Folks,
This is how I would extract links off from a webpage:
<?php
//Assuming your contents are in a variable called $contents
//New DOM Document
$document = new DOMDocument;
//Load HTML in $contents variable
$document->loadHTML($contents);
//Get all links
if($links = $document->getElementsByTagName('a')) {
//Loop through all links
foreach($links as $node) {
//Get link location (href)
$link_href = $node->getAttribute('href');
//Get link text
$link_text = $node->nodeValue;
}
}
?>
This is how I would extract images off from a webpage:
<?php
//Assuming your contents are in a variable called $contents
//New DOM Document
$document = new DOMDocument;
//Load HTML in $contents variable
$document->loadHTML($contents);
//Get all links
if($links = $document->getElementsByTagName('img')) {
//Loop through all links
foreach($links as $node) {
//Get source of the image (src attribute)
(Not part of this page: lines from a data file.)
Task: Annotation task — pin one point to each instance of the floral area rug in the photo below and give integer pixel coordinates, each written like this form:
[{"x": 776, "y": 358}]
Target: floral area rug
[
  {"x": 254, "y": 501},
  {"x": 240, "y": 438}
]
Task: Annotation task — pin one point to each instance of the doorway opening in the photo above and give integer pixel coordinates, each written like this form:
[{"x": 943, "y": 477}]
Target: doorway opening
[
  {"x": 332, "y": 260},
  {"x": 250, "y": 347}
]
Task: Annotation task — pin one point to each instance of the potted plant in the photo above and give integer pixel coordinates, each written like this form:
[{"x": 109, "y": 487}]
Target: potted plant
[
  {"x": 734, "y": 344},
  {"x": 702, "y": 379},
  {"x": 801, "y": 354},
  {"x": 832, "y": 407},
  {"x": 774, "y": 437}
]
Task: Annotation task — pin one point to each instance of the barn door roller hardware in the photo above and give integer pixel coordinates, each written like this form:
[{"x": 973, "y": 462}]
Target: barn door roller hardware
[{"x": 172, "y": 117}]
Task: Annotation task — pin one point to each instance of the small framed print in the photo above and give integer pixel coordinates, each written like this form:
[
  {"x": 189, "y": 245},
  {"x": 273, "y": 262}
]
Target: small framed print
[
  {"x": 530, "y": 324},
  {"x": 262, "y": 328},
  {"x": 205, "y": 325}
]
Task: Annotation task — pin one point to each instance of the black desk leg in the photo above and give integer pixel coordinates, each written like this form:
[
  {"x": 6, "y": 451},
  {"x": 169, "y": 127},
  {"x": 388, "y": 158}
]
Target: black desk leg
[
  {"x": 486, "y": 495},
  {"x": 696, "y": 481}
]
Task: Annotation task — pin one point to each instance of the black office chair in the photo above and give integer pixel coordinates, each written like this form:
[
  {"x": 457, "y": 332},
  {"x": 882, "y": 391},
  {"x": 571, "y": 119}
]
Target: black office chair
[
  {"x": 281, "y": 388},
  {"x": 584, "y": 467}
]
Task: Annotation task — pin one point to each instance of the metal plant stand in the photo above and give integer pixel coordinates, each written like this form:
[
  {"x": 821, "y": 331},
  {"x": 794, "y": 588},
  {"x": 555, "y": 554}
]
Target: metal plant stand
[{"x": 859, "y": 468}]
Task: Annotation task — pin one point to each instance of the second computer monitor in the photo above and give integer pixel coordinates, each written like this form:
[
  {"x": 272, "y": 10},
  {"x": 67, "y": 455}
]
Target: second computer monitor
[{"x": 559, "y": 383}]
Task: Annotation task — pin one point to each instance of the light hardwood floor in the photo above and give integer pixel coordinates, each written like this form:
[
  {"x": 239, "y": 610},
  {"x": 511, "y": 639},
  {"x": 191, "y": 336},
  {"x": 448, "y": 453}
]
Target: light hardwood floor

$img_src = $node->getAttribute('src');
//Get alt text of the image (alt attribute)
$img_alt = $node->getAttribute('alt');
}
}
?>
This is how I would extract jSON off from a webpage:
<?php
//Assuming your contents are in a vairable called $contents
//Check if the JSON is valid
//Attempt to decode; return true for valid if no errors were found.
//Otherwise return false for an error
function checkIfJSONValid($t) {
json_decode($t);
if(json_last_error() == JSON_ERROR_NONE) {
return true;
}
return false;
}
//Match all JSON and filter for valid JSON contents
$json_matches = Array();
$pattern = '/\{(?:[^{}|(?R))*\}/x';
preg_match_all($pattern, $contents, $json_matches);
$json_valid = array_filter($json_matches, 'checkIfJSONValid');
//Loop through all valid JSON strings
foreach( $json_valid as $json ) {
//Decode JSON
//Second parameter specifies to use an associative array for the decoded JSON data
$data = json_decode($t, true);
//JSON is now in an array in the $data variable
}
?>
But …
Q1. How to extract an email address off from the webpage ?
Care to show me a code sample ?
Q2. How to extract Page Title off from the webpage ?
Care to show me a code sample ?
Q3. How to extract Meta Keywords off from the webpage ?
Care to show me a code sample ?
Q4. How to extract Meta Description off from the webpage ?
Care to show me a code sample ?
You may take my above codes and modify and then paste here for us newbies to learn from. Do you see how similar all my 3 codes look like ? How-about showing me 4 more similar codes to extract the 3 things I just mentioned ?